It’s just as well, really, it had gotten rather rambling and nonsensical.
What I really feel like doing is ranting about my ex-boss, who is soon to be my boss again. I’m not going to though. Even though I’m really irritated.
Instead, I’m going to talk about my goals for 2009. Doesn’t it feel weird to be in 2009?
- Double my Squat Weight. Indeed, all the weights I do, but squatting in particular. This requires going to the gym regularly (more than I do now) and getting on the weights. My best squat weight to date is 25kg. So, by 2010 I’ll be able to squat 50kg (or more!)
- Lose Girth. Specifically, have a 32 inch waist. On a good un-bloated day when I haven’t eaten yet, I can probably tug the tape measure enough to get there. I’d like to consistently manage it. I will measure myself no more frequently than once a week; preferably no more than once a fortnight. (otherwise it’s obsessive, and we don’t want that)

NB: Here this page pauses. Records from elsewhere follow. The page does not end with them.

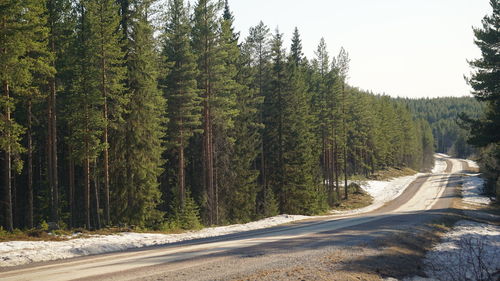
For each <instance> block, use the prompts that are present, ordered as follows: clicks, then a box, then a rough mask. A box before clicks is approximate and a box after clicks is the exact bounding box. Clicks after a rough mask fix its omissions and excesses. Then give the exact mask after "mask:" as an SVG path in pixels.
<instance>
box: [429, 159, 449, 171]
mask: <svg viewBox="0 0 500 281" xmlns="http://www.w3.org/2000/svg"><path fill="white" fill-rule="evenodd" d="M445 170H446V161H445V160H444V159H443V158H436V161H434V168H432V173H433V174H442V173H444V171H445Z"/></svg>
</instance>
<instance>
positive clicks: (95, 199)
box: [92, 161, 101, 229]
mask: <svg viewBox="0 0 500 281" xmlns="http://www.w3.org/2000/svg"><path fill="white" fill-rule="evenodd" d="M92 178H93V181H94V185H93V186H94V188H93V191H94V192H93V197H94V198H93V199H94V219H93V222H94V223H93V226H94V227H93V228H94V229H100V228H101V218H100V216H99V209H100V207H99V181H98V178H97V162H95V161H94V173H93V177H92Z"/></svg>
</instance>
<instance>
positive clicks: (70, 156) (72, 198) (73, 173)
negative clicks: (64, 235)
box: [68, 146, 76, 227]
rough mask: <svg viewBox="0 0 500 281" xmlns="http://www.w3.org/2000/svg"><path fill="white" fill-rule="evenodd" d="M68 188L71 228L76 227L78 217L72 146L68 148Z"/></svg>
mask: <svg viewBox="0 0 500 281" xmlns="http://www.w3.org/2000/svg"><path fill="white" fill-rule="evenodd" d="M68 151H69V153H68V159H69V163H68V164H69V167H68V180H69V183H68V186H69V198H68V203H69V210H70V226H71V227H75V225H76V217H75V160H74V159H73V148H72V147H71V146H70V147H69V148H68Z"/></svg>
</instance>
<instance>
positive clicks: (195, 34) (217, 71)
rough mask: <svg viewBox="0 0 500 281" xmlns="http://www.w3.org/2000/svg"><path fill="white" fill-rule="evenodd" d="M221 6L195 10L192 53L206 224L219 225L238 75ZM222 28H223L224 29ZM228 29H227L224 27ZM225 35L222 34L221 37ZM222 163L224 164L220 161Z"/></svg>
mask: <svg viewBox="0 0 500 281" xmlns="http://www.w3.org/2000/svg"><path fill="white" fill-rule="evenodd" d="M221 4H222V3H221V2H217V1H208V0H199V1H198V3H197V4H196V7H195V9H194V19H193V22H194V25H193V50H194V52H195V54H196V56H197V58H198V70H199V75H198V88H199V89H200V90H201V95H202V97H203V140H202V142H203V145H202V154H203V171H204V191H205V194H206V201H207V204H206V215H207V216H206V221H207V222H208V223H209V224H214V223H218V222H219V217H220V216H219V210H220V207H219V198H218V196H219V185H218V184H219V183H220V182H224V180H223V179H222V180H221V181H219V180H218V179H219V178H220V177H221V176H222V177H225V176H226V175H227V173H229V171H230V167H228V166H225V162H227V161H225V160H223V158H224V157H227V156H228V155H229V154H230V152H229V151H221V148H225V147H226V146H225V145H226V144H227V145H231V142H232V140H231V139H230V138H229V136H228V130H229V129H230V128H231V127H232V126H233V124H234V116H235V115H236V114H237V110H236V109H235V93H234V88H235V84H234V83H235V81H234V77H235V71H234V65H233V64H232V63H231V60H233V59H234V58H233V56H237V53H234V50H235V49H234V39H233V38H234V34H233V33H232V31H231V26H228V25H227V23H228V22H227V21H224V20H222V22H221V21H220V20H219V18H218V13H219V12H220V10H221V9H222V6H221ZM221 24H222V26H221ZM224 25H226V27H224ZM221 32H222V33H221ZM221 160H222V161H221Z"/></svg>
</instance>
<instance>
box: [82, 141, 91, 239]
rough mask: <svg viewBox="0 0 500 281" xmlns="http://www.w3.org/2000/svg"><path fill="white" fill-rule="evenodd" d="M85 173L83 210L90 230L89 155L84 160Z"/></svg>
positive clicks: (88, 228) (83, 172)
mask: <svg viewBox="0 0 500 281" xmlns="http://www.w3.org/2000/svg"><path fill="white" fill-rule="evenodd" d="M86 145H87V144H86ZM83 175H84V187H83V188H84V189H83V206H84V207H83V210H84V214H85V227H86V228H87V229H89V230H90V159H89V157H88V156H86V157H85V160H84V164H83Z"/></svg>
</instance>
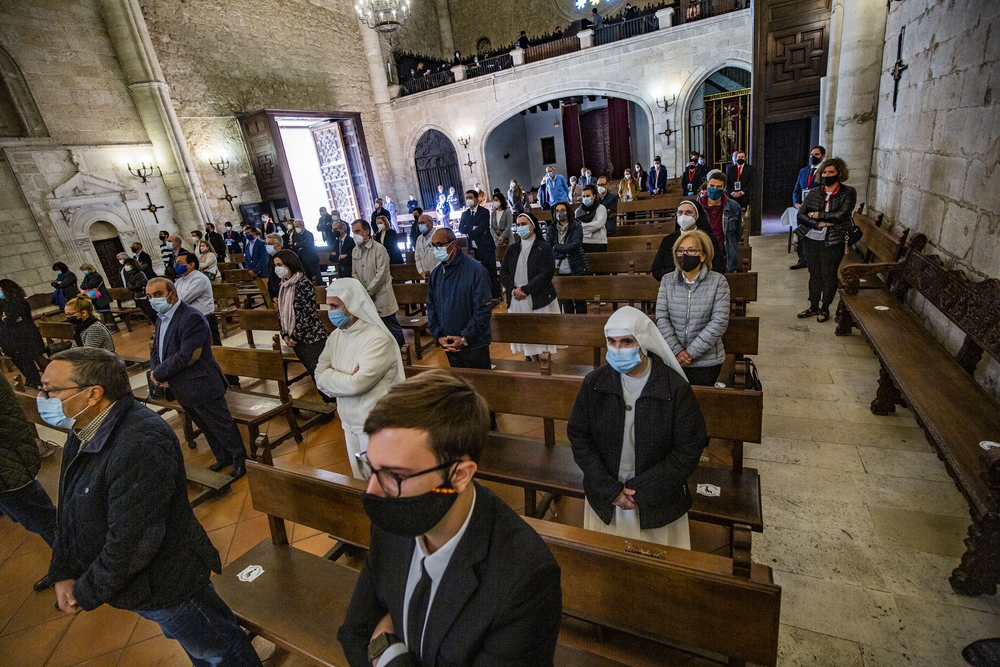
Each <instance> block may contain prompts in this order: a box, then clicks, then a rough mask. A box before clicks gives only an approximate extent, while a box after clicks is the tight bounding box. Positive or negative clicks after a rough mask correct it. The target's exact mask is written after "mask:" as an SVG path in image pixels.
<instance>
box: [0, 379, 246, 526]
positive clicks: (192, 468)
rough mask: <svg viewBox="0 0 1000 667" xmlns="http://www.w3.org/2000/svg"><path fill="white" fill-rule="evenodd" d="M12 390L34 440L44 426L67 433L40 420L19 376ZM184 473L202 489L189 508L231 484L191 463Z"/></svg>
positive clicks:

- Spin enough yarn to make a pair of average socks That’s probably about 300-350m of sock-weight yarn. If it’s a bit thicker it’s a bit less. I’ll be doing this on the drop spindle, I don’t spin enough right now to justify a wheel.
- Knit myself a jumper. I have no excuse, I have the yarn, the patterns, the needles (I think) and the desire. Now all I need are the time and not to be knitting lots of other things!
- Find a new job. Last year I resolved to improve my job. While I am a bit happier in what I’m doing (like I know what I’m doing a bit more and feel like I have a clue) I’m still not really enjoying it. And, as I mentioned, the boss I didn’t like will be my boss again, and though I try not to dislike him or be annoyed by him, it’s really so much effort and isn’t rewarding because he repays my effort with being a [insert mildly derogatory word of your choice here]
5 Goals.
12 Months.
I believe that if I want any of these things, if I really want to achieve them, then there is no reason why I can not do it.
That’s one thing which I’ve rediscovered during 2008. I can do anything, if I put my mind to it.
Do you know how I discovered that? By doing things, not being put off by anything I didn’t manage to do and being encouraged by my own successes, however small. By not listening to the people – you know the uninspiring or the nay-sayer.
It’s taken me longer to regain my self belief than it should have, so I’m not giving it up.
Now, I just need to stop talking about it and start doing things!